And it is specifically at that point where the apex of insular authoritarianism reveals itself. Assuming that the US government and the NGO World Learning need to go through the prerequisite of requesting authorization from the Cuban government to provide summer scholarships for Cuban youth, they are placing the young people in an obvious position of slaves who need the benevolence of their masters (the State-Party-Castro Dictatorship) to access certain training. At the same time, the government places itself in the position of the feudal lord who turns down success opportunities for his serfs.

At the same time, they ignore once again the leading role that should belong to the young people’s parents and relatives, who would be best suitable to decide and support, or not, their children’s education, especially since the timing of such instruction – student’s vacation period – will not interfere with the school year set by the Cuban educational system.

Far from it, and to legitimize the “national outrage” of the colossal offense, the Cuban authorities have ordered middle school, pre-university and technical school students to engage in the traditional protests against the twisted imperialist maneuver leading them down the wrong path. The most histrionic teenagers have screamed their heads off chanting slogans and waving nationalistic signs, they have learned by heart the speeches they might have to utter before the news cameras and the world press, while their own government has yet to offer an alternative with a future.

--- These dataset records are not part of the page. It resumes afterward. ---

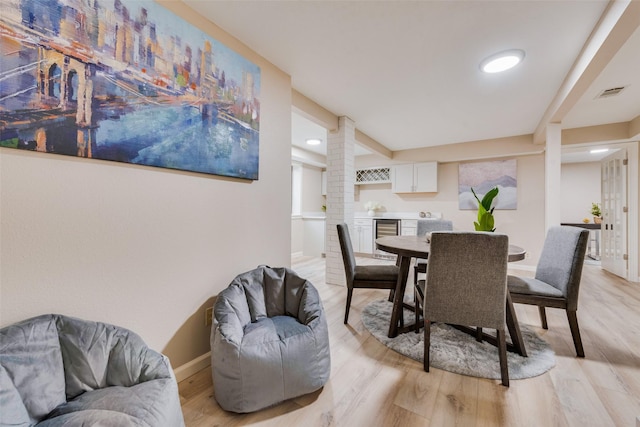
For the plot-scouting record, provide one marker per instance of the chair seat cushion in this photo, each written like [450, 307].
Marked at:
[531, 286]
[376, 273]
[143, 404]
[93, 417]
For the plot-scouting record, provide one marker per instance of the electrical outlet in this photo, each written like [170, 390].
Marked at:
[208, 316]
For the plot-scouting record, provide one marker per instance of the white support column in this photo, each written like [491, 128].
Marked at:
[340, 194]
[553, 153]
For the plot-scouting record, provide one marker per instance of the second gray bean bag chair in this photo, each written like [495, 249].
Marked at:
[62, 371]
[269, 342]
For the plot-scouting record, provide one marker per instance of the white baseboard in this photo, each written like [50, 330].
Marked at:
[522, 267]
[190, 368]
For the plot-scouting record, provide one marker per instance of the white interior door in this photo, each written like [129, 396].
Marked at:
[614, 213]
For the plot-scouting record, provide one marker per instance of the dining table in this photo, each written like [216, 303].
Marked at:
[408, 247]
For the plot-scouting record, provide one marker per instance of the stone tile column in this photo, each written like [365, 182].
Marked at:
[340, 194]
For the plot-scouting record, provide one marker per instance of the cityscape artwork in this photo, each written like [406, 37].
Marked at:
[127, 81]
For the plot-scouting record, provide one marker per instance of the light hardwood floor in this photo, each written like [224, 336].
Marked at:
[371, 385]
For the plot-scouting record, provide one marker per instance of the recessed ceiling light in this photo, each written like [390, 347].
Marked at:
[502, 61]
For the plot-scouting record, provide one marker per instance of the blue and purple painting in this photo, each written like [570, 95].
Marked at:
[483, 176]
[128, 81]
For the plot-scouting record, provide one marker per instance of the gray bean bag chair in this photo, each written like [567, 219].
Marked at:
[269, 342]
[61, 371]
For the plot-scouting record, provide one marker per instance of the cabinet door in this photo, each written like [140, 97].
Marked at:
[355, 237]
[425, 177]
[323, 184]
[366, 244]
[402, 179]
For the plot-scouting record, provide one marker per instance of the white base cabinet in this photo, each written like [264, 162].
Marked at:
[362, 236]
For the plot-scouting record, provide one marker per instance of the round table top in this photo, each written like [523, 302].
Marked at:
[418, 247]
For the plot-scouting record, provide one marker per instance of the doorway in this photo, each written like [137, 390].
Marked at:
[614, 176]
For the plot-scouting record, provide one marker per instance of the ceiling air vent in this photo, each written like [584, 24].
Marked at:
[610, 92]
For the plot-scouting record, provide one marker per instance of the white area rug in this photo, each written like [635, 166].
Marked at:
[456, 351]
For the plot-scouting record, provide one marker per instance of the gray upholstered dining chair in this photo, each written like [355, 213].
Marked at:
[466, 284]
[557, 280]
[363, 276]
[427, 226]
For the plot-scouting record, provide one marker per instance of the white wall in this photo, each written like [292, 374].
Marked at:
[141, 247]
[312, 199]
[579, 187]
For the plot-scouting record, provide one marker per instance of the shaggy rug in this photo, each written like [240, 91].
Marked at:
[456, 351]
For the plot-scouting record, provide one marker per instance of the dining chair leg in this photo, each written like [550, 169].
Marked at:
[417, 307]
[575, 332]
[346, 311]
[427, 344]
[502, 351]
[543, 317]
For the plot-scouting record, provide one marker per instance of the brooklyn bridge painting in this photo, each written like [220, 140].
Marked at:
[128, 81]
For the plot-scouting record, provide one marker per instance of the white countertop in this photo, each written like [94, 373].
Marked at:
[396, 215]
[379, 215]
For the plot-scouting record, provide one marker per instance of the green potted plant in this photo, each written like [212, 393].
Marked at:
[485, 210]
[597, 214]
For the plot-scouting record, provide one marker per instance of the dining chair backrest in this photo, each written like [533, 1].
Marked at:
[466, 280]
[348, 257]
[428, 225]
[561, 261]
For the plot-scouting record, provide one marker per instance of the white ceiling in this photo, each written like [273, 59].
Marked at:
[407, 72]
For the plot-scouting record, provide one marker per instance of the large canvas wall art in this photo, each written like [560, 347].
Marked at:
[128, 81]
[483, 176]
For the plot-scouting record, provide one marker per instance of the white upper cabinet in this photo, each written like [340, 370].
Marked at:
[415, 178]
[323, 184]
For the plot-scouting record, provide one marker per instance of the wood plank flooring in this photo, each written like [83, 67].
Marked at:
[371, 385]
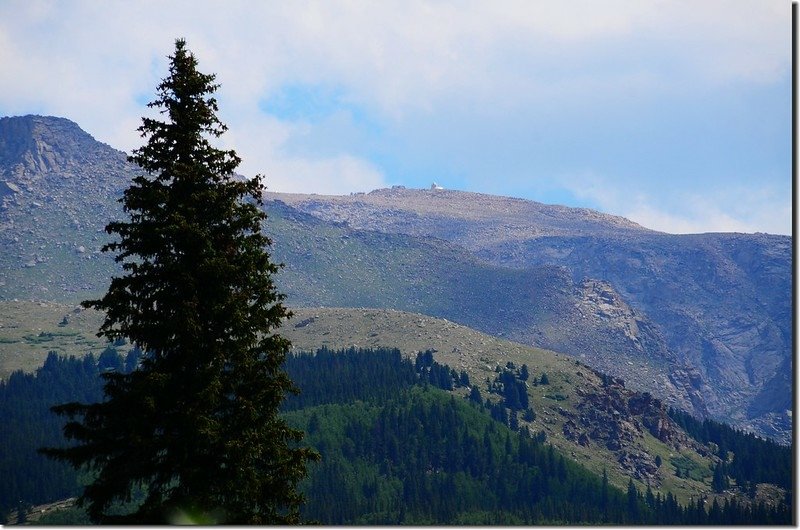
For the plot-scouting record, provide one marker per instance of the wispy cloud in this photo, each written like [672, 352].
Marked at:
[338, 96]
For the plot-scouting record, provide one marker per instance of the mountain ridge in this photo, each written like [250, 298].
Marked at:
[577, 289]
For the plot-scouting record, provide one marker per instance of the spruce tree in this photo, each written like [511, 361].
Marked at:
[195, 427]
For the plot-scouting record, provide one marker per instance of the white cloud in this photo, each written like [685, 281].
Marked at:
[406, 61]
[737, 208]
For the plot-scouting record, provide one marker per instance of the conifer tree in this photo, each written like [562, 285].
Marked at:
[195, 426]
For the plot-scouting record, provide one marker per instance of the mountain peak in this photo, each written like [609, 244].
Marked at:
[43, 144]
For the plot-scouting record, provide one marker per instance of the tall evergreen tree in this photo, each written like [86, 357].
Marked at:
[196, 424]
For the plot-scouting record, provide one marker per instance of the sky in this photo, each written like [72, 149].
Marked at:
[675, 114]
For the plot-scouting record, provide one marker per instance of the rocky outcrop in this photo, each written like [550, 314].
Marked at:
[615, 418]
[721, 302]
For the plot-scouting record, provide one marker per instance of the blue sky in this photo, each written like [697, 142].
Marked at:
[675, 114]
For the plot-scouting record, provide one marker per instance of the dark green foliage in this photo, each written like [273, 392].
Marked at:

I see these fresh faces, hear their voices repeating the thousand platitudes of several generations lost in the national shipwreck, and I cannot stop thinking about how this corrupt regime has sown duplicity in the spirit of the nation. I just hope, for the sake of these young people and of Cuba, that scholarships like these will become more prevalent, that our youth will be taught as free individuals and that they will be granted lofty dreams and strong wings so they can achieve them. By then, they will have forgotten the slogans and will provide ideas and actions to overcome the long Middle Ages of the Castros. Meanwhile, let more “subversive like this” scholarships come, until Cubans won’t have to leave their national borders to learn to lead the destiny of their own country.